Search code examples
pythoncosine-similarity

Calculate cosine similarity between words


If we have two lists of strings:

A = "Hello how are you? The weather is fine. I'd like to go for a walk.".split()
B = "bank, weather, sun, moon, fun, hi".split(",")

The words in list A constitute my word vector basis. How can I calculate the cosine similarity scores of each word in B?

What I've done so far: I can calculate the cosine similarity of two whole lists with the following function:

def counter_cosine_similarity(c1, c2):
    terms = set(c1).union(c2)
    dotprod = sum(c1.get(k, 0) * c2.get(k, 0) for k in terms)
    magA = math.sqrt(sum(c1.get(k, 0)**2 for k in terms))
    magB = math.sqrt(sum(c2.get(k, 0)**2 for k in terms))
    return dotprod / (magA * magB)

But how do I have to integrate my vector basis and how can I calculate then the similarities between the terms in B?


Solution

  • import math
    from collections import Counter
    
    ListA = "Hello how are you?
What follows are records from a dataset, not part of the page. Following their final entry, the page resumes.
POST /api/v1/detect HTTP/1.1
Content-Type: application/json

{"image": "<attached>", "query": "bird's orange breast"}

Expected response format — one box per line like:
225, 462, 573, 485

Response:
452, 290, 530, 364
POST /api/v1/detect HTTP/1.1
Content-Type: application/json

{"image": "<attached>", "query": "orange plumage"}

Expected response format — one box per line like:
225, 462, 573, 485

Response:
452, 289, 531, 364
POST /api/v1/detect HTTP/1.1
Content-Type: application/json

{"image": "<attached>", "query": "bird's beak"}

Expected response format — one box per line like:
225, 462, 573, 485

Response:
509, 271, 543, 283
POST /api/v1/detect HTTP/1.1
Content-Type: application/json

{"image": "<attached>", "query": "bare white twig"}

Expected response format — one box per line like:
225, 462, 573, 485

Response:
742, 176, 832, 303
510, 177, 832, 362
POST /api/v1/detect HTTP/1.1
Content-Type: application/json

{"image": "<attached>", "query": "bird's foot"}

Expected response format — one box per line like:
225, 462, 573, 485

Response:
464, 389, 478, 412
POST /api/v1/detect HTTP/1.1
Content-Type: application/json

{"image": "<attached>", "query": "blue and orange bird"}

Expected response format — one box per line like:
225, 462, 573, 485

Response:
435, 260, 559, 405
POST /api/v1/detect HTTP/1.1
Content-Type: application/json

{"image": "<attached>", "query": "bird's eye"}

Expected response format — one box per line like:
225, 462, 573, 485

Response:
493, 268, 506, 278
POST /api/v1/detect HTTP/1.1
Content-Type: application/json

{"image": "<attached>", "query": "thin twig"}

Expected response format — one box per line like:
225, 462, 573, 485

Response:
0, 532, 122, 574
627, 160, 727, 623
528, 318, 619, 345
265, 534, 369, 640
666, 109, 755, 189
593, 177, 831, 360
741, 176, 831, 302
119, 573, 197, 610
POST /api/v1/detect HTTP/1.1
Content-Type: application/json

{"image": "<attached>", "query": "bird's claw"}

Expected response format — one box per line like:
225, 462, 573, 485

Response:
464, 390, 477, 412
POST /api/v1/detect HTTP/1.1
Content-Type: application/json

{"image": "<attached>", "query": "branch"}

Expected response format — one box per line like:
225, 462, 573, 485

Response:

The weather is fine. I'd like to go for a walk.".split()
    ListB = "bank, weather, sun, moon, fun, hi".split(",")
    
    def cosdis(v1, v2):
        common = v1[1].intersection(v2[1])
        return sum(v1[0][ch] * v2[0][ch] for ch in common) / v1[2] / v2[2]
    
    def word2vec(word):
        cw = Counter(word)
        sw = set(cw)
        lw = math.sqrt(sum(c * c for c in cw.values()))
        return cw, sw, lw
    
    def removePunctuations(str_input):
        ret = []
        punctuations = '''!()-[]{};:'"\,<>./?@#$%^&*_~'''
        for char in str_input:
            if char not in punctuations:
                ret.append(char)
    
        return "".join(ret)
    
    
    for i in ListA:
        for j in ListB:
           print(cosdis(word2vec(removePunctuations(i)), word2vec(removePunctuations(j))))